2024 Election Life and Death Game Theory: Introduction


Assumption #1: Voting is an affirmative action. You have to be willing to do it. When I say, “if it’s raining, I’m not going to waste my time voting for Joe Biden and Tammy Murphy,” it will not change the outcome of the Presidential or, probably, even the New Jersey Senate election. But the turnout will be lower than a sunny day would be. Similarly, “if it’s only drizzling, I’ll probably vote for Andy Kim, at which point I might as well vote for Biden,” sets another level. The number of contests, the preference for the candidates, the weather all affect voter turnout because voters have to want to vote for or against someone or something. (See, for instance, the bid to get a measure on the Florida ballot to make women’s reproductive health care something that the state constitution guarantees.)

This is one of the key reasons that Dr. Black keeps noting that “orange man bad” is a lousy GOTV strategy. DJT’s supporters especially want to vote for him. Dave Chappelle called him “an honest liar” and then explained:

Dave Chappelle Explains It All to You

Don’t get me wrong.

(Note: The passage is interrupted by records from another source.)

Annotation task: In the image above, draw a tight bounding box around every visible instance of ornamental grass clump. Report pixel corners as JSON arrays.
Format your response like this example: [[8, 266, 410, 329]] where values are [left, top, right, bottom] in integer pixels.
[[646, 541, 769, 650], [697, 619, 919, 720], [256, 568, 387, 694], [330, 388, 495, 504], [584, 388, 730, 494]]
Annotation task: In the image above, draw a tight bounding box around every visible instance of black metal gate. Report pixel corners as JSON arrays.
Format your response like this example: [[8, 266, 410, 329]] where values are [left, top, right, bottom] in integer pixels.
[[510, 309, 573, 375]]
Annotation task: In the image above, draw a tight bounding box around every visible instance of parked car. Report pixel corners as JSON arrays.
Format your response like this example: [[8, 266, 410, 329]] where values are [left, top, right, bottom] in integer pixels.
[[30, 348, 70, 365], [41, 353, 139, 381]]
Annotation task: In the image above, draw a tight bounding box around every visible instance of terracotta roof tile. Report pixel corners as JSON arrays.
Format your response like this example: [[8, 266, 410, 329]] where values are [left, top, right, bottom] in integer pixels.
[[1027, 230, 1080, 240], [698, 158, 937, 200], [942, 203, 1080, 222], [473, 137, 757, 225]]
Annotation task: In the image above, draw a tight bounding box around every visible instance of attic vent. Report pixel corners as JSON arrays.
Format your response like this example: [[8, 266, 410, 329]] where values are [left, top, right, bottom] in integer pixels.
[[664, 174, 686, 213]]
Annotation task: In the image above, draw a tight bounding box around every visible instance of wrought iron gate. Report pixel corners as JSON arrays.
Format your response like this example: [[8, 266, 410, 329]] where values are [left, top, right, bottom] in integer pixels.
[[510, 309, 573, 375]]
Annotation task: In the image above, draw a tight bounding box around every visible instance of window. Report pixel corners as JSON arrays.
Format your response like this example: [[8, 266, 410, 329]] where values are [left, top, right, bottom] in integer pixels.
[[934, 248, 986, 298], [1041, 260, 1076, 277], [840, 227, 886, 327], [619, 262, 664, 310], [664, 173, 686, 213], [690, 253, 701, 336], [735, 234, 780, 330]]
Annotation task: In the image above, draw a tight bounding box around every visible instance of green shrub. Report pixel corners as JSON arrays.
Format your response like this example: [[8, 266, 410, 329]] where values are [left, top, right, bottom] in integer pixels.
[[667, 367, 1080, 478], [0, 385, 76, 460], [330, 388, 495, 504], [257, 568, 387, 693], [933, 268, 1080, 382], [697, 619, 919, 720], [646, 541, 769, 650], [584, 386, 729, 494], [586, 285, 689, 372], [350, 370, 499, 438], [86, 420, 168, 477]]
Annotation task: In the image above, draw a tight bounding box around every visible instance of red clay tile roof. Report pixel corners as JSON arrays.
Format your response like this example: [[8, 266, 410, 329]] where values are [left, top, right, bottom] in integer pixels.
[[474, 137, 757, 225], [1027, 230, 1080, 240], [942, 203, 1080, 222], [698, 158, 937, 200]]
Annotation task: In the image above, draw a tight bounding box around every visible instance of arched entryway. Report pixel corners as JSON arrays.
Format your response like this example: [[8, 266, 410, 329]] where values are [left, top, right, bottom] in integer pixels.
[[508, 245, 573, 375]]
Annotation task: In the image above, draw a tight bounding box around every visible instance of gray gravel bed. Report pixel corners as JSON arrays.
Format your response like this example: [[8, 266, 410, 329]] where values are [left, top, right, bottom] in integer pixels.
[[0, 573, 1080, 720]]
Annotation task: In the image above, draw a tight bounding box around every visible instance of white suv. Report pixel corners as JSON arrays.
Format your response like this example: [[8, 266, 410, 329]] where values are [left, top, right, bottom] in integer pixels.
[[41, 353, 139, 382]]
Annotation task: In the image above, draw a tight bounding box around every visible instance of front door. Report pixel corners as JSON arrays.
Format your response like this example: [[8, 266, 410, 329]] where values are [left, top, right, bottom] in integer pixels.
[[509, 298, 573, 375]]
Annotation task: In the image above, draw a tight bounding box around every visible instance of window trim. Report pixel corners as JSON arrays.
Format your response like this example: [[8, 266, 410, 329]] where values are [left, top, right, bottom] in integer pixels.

That same logorrhea motivated people against Trump in 2016, 2018, 2020, and even 2022, and it will motivate again in 2024. Even as the White voters (especially not-so-poor ones) showed up for him–and promise to do so again–Trump motivated people to vote in both directions.

Last Time Was Different

Donald Trump’s total votes in 2020 would have won any previous election by a wide margin. (Data for the next few paragraphs can be found here and at the corresponding Wikipedia page, among other places.) The previous record was 69,498,516, for Barack H. Obama in 2008; Trump’s total would give him over 51.5% of the vote, all else equal. Obama’s re-election in 2012 and Hillary Clinton’s 2016 total are the second- and third-highest totals before 2020, both under 66,000,000. (Willard M. Romney was the first losing candidate to break 60 million votes; John McCain in 2012 was a little over fifty thousand short of that, while John Kerry in 2004 was less than one million away.)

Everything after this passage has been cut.